最後にガンの厚生年金受任事例をご紹介します。

障害年金受給でホントウに難しいのは、初診日証明が困難な事案です。初診日認定は、厚生年金よりも国民年金加入時と認定される傾向にあること(障害基礎年金は支給額が少ない。)。別傷病治療中で発症しても、発症後に症状を訴えても初診日と認定されにくいことを痛感させられた事案です。
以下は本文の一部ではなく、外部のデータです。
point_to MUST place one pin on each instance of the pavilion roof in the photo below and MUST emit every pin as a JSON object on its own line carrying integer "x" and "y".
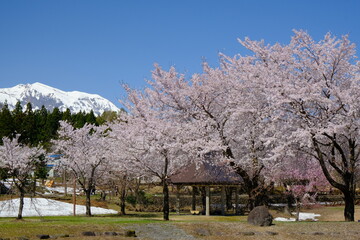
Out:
{"x": 206, "y": 173}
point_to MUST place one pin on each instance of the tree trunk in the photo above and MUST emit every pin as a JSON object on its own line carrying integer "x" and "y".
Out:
{"x": 229, "y": 193}
{"x": 88, "y": 202}
{"x": 21, "y": 205}
{"x": 349, "y": 210}
{"x": 297, "y": 202}
{"x": 166, "y": 206}
{"x": 203, "y": 199}
{"x": 123, "y": 200}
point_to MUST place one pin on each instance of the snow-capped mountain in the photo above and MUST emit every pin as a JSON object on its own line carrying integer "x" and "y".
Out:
{"x": 39, "y": 94}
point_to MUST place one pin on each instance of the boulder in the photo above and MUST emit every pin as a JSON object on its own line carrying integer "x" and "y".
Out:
{"x": 88, "y": 234}
{"x": 260, "y": 216}
{"x": 130, "y": 233}
{"x": 43, "y": 236}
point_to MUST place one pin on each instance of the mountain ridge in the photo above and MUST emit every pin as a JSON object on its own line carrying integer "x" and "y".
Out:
{"x": 39, "y": 94}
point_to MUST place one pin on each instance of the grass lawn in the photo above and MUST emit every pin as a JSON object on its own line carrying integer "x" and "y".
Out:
{"x": 330, "y": 226}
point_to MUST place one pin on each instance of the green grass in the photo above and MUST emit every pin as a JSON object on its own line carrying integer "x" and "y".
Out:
{"x": 229, "y": 226}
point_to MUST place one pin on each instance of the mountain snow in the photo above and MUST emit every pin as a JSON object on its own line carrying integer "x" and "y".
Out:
{"x": 39, "y": 94}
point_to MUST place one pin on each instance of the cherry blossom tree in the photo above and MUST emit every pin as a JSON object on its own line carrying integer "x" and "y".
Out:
{"x": 315, "y": 86}
{"x": 86, "y": 153}
{"x": 152, "y": 141}
{"x": 303, "y": 178}
{"x": 19, "y": 161}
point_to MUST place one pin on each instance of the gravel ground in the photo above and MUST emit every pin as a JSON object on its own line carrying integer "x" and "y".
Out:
{"x": 160, "y": 232}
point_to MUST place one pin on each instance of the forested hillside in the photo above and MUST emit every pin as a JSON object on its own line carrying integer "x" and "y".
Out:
{"x": 40, "y": 126}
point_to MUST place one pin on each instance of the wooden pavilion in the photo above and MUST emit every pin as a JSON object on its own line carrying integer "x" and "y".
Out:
{"x": 207, "y": 174}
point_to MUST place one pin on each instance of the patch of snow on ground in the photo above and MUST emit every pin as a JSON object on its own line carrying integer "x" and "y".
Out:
{"x": 46, "y": 207}
{"x": 302, "y": 217}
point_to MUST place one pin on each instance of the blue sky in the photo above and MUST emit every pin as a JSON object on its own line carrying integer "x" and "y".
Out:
{"x": 94, "y": 46}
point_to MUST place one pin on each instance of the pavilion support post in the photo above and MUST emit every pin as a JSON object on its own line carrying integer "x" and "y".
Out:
{"x": 207, "y": 211}
{"x": 237, "y": 200}
{"x": 223, "y": 200}
{"x": 178, "y": 187}
{"x": 193, "y": 202}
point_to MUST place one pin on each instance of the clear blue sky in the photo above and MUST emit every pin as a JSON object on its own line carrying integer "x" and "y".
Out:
{"x": 93, "y": 46}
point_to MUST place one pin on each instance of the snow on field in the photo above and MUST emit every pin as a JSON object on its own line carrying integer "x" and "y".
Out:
{"x": 302, "y": 217}
{"x": 45, "y": 207}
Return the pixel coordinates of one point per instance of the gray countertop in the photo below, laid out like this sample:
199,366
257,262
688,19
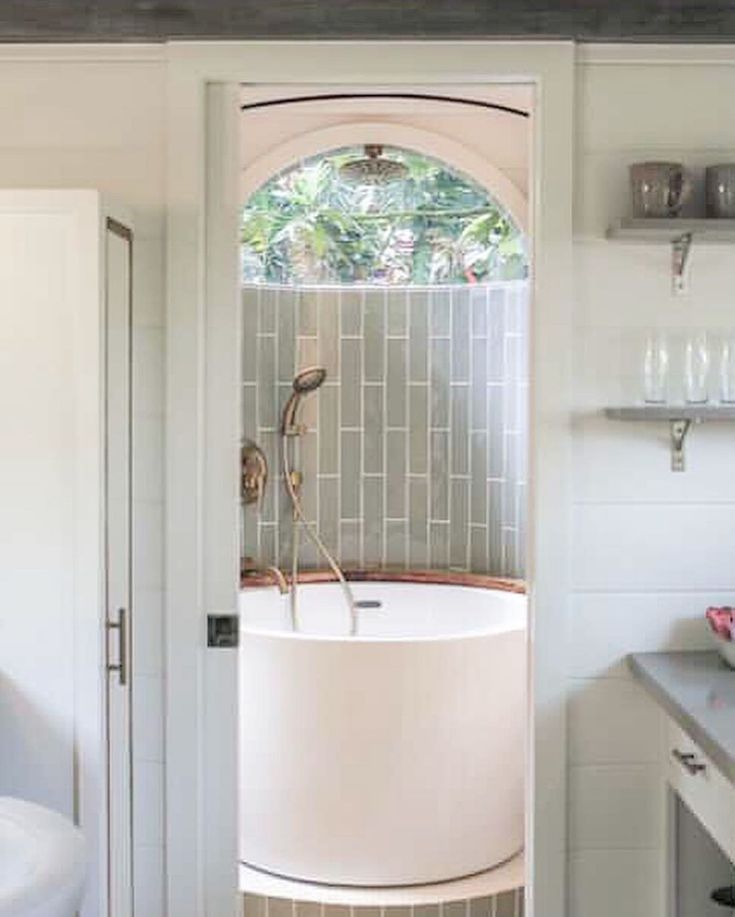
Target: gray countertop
697,689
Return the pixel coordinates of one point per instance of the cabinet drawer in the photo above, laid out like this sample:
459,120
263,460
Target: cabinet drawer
704,789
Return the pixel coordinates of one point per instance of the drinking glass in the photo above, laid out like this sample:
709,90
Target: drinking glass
727,369
656,368
696,368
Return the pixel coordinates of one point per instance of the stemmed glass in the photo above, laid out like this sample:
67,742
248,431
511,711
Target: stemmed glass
696,368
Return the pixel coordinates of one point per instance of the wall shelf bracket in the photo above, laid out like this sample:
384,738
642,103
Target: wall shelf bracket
681,249
679,430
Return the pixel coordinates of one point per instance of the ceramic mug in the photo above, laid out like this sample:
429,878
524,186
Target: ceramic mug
659,188
720,190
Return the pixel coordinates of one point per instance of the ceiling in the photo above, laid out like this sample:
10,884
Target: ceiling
158,20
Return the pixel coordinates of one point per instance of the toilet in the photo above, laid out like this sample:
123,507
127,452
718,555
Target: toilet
42,861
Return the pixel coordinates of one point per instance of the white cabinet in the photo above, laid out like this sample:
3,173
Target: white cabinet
701,851
64,462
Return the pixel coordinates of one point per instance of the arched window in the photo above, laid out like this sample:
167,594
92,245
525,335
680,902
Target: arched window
377,215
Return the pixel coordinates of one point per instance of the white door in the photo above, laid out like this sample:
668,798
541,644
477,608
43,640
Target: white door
118,347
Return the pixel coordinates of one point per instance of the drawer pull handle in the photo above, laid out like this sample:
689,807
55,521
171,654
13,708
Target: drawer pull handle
688,761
診断や治療に納得が行かなければ、セカンドオピニオンや転院してでも専門治療を受けること(退職予定なら必須!)。退職後すぐに国民年金保険料を納付しないと未納月となることにも注意が必要と思います。

厚生年金加入中、病名はAと診断され治療を受けていたものの症状は変化。医師はカルテにも変化を記載した。本人はガンを疑い、検査を希望、検査を受けたが病名は同じ。ガンを疑うこともなくA病の治療を続けた。
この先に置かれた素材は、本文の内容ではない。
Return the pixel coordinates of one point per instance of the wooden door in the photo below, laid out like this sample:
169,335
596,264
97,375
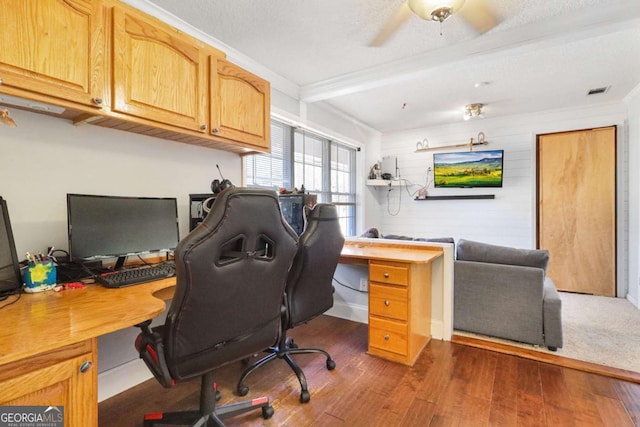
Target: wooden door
159,73
53,48
243,105
577,209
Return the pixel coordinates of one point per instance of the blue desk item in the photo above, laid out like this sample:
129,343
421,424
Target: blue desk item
41,273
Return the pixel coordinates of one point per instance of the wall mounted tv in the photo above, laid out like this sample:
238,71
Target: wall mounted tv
468,169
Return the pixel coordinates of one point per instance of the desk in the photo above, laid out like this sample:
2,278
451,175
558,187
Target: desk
47,337
399,314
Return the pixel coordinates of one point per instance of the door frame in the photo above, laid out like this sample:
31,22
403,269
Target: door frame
621,199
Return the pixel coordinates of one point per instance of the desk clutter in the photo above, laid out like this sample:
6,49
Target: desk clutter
40,274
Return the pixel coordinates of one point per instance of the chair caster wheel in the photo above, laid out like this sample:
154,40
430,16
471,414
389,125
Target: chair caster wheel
331,364
267,412
242,390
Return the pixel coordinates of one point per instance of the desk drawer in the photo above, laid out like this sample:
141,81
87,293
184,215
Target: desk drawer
388,301
397,275
388,335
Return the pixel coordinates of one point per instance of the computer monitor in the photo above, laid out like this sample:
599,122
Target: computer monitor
10,277
118,226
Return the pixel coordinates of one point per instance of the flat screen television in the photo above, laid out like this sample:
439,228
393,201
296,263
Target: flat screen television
10,278
117,226
468,169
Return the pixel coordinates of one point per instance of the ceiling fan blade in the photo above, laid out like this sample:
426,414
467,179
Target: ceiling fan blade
399,17
478,15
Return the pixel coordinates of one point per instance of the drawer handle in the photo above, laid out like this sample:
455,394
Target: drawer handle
85,366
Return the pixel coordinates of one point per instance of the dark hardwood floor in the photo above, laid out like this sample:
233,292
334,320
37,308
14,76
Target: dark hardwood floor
450,385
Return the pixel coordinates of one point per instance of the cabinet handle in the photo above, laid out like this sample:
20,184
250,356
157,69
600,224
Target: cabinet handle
86,366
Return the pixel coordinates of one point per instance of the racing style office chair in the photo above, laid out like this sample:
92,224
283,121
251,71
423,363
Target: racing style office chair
230,276
309,290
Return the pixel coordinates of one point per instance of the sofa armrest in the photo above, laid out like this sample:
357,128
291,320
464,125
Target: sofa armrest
500,300
552,315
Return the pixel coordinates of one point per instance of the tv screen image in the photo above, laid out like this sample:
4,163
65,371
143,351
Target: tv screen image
468,169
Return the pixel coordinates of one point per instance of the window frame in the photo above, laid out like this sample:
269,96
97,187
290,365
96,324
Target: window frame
291,160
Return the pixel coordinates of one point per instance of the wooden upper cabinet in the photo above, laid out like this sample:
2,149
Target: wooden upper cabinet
53,48
159,73
240,105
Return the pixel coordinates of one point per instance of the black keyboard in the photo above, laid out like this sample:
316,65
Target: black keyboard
136,275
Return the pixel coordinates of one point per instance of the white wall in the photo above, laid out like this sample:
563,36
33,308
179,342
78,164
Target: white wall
44,158
509,219
633,103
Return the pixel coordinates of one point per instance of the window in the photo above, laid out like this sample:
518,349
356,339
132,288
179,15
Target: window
302,159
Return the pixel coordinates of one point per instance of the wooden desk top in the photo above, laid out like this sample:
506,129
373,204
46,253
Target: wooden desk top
359,252
45,321
49,320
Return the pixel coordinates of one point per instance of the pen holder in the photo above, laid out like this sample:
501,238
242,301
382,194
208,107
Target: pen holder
40,274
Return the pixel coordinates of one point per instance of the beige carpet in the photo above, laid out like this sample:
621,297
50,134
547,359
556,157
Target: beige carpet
596,329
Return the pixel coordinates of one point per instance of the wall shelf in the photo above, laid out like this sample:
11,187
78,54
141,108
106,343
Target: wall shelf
461,197
383,182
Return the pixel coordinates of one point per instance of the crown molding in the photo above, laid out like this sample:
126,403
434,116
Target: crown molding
276,80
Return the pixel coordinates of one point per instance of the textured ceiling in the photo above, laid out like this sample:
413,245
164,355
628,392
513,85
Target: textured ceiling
543,54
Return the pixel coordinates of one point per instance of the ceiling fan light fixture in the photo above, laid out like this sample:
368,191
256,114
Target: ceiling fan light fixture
473,111
435,10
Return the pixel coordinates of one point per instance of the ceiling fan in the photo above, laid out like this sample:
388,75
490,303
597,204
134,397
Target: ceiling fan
475,12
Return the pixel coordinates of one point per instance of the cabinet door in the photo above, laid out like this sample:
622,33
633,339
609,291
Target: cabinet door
59,385
243,104
53,48
159,73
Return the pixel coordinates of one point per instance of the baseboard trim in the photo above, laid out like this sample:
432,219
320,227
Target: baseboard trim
121,378
354,312
565,362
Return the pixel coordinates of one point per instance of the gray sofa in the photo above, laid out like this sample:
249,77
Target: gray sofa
504,292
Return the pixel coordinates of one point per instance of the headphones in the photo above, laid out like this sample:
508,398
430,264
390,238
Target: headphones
217,185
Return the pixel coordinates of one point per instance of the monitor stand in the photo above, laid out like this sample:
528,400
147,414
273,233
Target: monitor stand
120,263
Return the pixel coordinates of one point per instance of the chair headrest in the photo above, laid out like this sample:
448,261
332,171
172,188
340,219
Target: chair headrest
322,211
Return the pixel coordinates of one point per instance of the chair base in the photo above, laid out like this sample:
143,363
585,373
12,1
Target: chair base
209,414
284,351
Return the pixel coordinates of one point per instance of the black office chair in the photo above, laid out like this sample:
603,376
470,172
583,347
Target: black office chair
230,277
309,290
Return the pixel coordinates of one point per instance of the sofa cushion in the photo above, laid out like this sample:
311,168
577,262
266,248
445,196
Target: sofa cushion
482,252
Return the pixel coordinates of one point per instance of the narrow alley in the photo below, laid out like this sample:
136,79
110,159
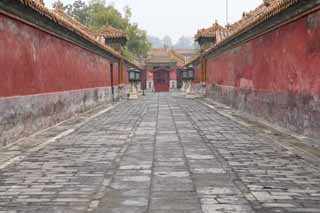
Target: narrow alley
161,153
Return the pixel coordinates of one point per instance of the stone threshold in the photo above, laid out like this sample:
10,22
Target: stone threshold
304,147
18,150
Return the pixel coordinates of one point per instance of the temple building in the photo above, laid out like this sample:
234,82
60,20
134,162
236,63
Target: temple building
162,69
自己都合で会社を辞め、転居先の最寄りの総合病院を二月後に受診し「ガン」と診断された。外科手術後A病特有の症状は消失。前医で変化後の症状は残り、主治医に聞いたら「変化後の症状はガンの症状だ」と説明された。

障害年金を請求したが初診日は退職後の国民年金加入と認定され、障害等級2級不該当・不支給。審査請求。2級で認定される状態になるまで申請するのを待ったが、その間仕事には就けない状態のまま1年余が経過。状態は悪化するが生活面では自立、外出も車で用を足せる状態が続く。急激に悪化、2年を待たず、障害年金の再請求も出来ないまま他界された。

確定診断日を初診日としか認定しなかった。 初診時の病名Aとガンに相当因果関係を認められないこと。初診病院ではガンの治療を受けていなかったこと。これが理由でした。

ガンがどんな理由や原因で発症したかは医学的に解明は困難です。相当因果関係が認められるとは、A病を発症したらガンになることが医学的に通常だと判断されるような定説を証明しなければなりません。

ガンだと診断せず(できず)に初診時の病名の治療を続けた医師が、ガン発病を疑うこともなく専門医を紹介しなかった。結果、ガンの治療を受けられなかったが数ケ月後ガンと診断されたのです。

障害認定基準にある原則に照らし、ガンの症状を最初に訴え受診した日をガンの初診日と認定すべきだと考えます。